Sin que se muestre de manera tan evidente como los dos relatos anteriores en los que la situación de los protagonistas está claramente marcada por la dictadura y el exilio, en Regreso Tizón dialoga, desde la metáfora, con la posibilidad del retorno.

El protagonista del relato recorre una casa que fue suya y que, en el presente, siente ajena. Al caminarla, la dota de imágenes de esa infancia que le permite poseerla de nuevo, aunque sea en la memoria. La enfermedad y la muerte de su madre, la presencia de su padre; los recuerdos en el patio y las habitaciones, inundan su evocación.

Los recuerdos se interrumpen constantemente por sonidos que lo expulsan de su estado de introspección. Parece percibir que hay alguien más dentro, aunque no consigue encontrarse con nadie.

En ese recorrido en el que escucha crujir los pisos y las escaleras, la habitación de su infancia lo encuentra con su muerte. Esta escena desata, como en los otros relatos de Tizón, más respuestas que certezas. ¿Vuelve para morir en el lugar que lo vio nacer?, ¿Realmente retornó al sitio del que partió, o ese lugar ya es sólo una ensoñación de la niñez en su memoria? La vuelta a la patria para sucumbir, o para ocupar, aunque sea por un momento, el espacio arrebatado, como una especie de conquista sobre el destierro. Volver a habitar la tierra que se le negó.

Algo queda de cierto: no se vuelve al mismo lugar, como tampoco se es la misma persona que lo dejó.

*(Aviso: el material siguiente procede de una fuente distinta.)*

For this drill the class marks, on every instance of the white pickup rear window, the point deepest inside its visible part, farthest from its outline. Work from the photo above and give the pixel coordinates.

El silencio acompaña la narrativa de estos relatos. Desde la omisión lo dice todo, le da forma al vacío llenando el espacio de una nada cargada de historias y se esconde detrás de eufemismos que nombran al dolor.

La sutileza de la narrativa de Tizón es potente, tanto como la figuración de una sombra; como la belleza de la simpleza de un pueblo fronterizo; como la transformación de la infancia en el lugar de la patria. ¿Alguien llamó? Nos seguimos preguntando. Y en ese Alguien, como Héctor Tizón, se nombra a todas las ausencias.

 

Bibliografía

 

-Tizón, Héctor (2011). Cuentos completos. Alfaguara, España.